Miss Metcalf would have been required to attend an area church while at school, accompanied by teachers as chaperones. She would have had the opportunity to join sororities, Beta Sigma Omicron or Eta Upsilon Gamma, as well as attend the public lectures hosted by William Jewell College. For students living in the college dorms, a dress code was strictly enforced, consisting of black or white shirts, full skirts, and college robes; “expensive dressing and the use of expensive jewelry” was frowned upon by the administration (Course Catelogue).

The school was sold in 1895 to Charles M. Williams and his wife, who changed the name to Liberty Ladies College and operated the institution until 1910. The school changed hands just one more time in 1912, when it was leased by H.H. Savage until it burned on February 23, 1913.

No competing ladies’ colleges existed in the Liberty area at the turn of the century, and students left without an academic home because of the fire found it difficult to complete their educations. William Jewell College agreed to allow the women whose goals were to become teachers the opportunity to take classes in a limited setting during World War I. Alumni, trustees, and many of the students were against this decision, but Jewell was financially unstable: the United States had entered World War I in 1917, and many Jewell students enlisted for the fight. Attendance was low at Jewell, and tuition money was desperately needed. Still, when students were polled regarding admitting women students, 127 to 59 opposed the idea.

To compromise, the ladies who first enrolled in 1918 were not technically Jewell students, but rather students of their own school who happened to borrow Jewell facilities and professors.
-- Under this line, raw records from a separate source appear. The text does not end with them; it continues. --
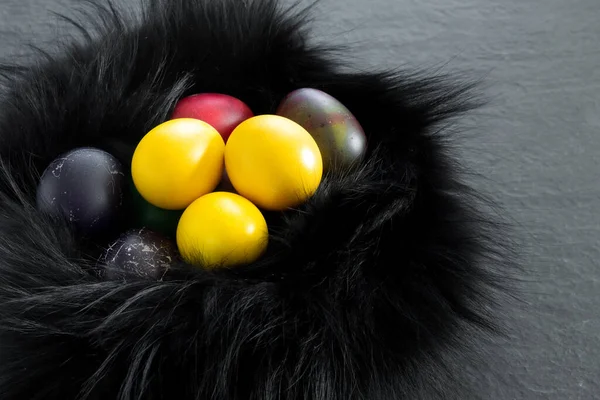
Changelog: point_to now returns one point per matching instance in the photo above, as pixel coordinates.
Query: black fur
(365, 289)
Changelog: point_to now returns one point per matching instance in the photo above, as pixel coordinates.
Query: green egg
(146, 215)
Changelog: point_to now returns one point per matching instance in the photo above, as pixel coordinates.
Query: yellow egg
(177, 162)
(221, 229)
(273, 162)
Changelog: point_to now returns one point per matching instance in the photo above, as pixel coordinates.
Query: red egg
(221, 111)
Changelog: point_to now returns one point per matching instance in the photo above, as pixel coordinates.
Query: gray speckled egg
(141, 253)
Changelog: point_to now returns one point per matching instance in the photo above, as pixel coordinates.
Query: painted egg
(225, 185)
(139, 252)
(338, 134)
(221, 111)
(146, 215)
(85, 186)
(221, 229)
(273, 162)
(177, 162)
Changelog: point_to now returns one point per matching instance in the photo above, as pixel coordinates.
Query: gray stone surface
(535, 146)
These women were not, for instance, allowed on the Hill, but instead took classes from Jewell professors in the living room of Mrs. Swinney, who lived near the College (Bowman). The president of William Jewell taught Ethics, and several other professors would leave their classrooms to teach physics, math, and the liberal arts to the female students.

 This soon became impractical, and the ladies were allowed to attend their History and French classes as co-eds. The male students of Jewell quickly warmed-up to their female counterparts, and the all-male faculty was equally impressed with the women’s performance. Women began to enjoy extracurricular life on the Hill as well, forming their own chorus and joining the newspaper. In 1920, the first female—a Mathematics major—graduated from Jewell and went on to have a successful teaching and homemaking career (Bowman). Though not without some hesitancy, the men of William Jewell began to push the trustees to open the doors of Jewell fully to women. In 1921 females were openly admitted to William Jewell College, with the provision that they were “of sound morals and direction.” Though it took nearly a century, women seeking a higher education in the Midwest seem to have found a permanent home at William Jewell College.

Works Cited or Consulted 

Bowman, Georgia. The Distaff Side: Women At William Jewell. 1st ed. 1988. 1-25.

"Liberty Female College." Advertisement. Liberty Tribune 19 Jan. 1855: 40-tf.  http://libertyfemalecollege.info/images/1855newspaperAd.jpg 

Liberty Bell LLC. "Historic Liberty Female College Timeline." Historic Liberty Female College.

2005. Jewell Historic District. 4 Mar. 2008 <http://libertyfemalecollege.info/>.

Liberty Ladies’ College Register and Grade Book. Liberty: Liberty Ladies’ College, Year Unknown. 

Liberty Ladies' College Course Catalogue. Liberty: Liberty Ladies' College, 1900. 

Liberty Ladies' College Course Catalogue. Liberty: Liberty Ladies' College, 1908. 

Liberty Ladies' College Course Catalogue. Liberty: Liberty Ladies' College, 1910.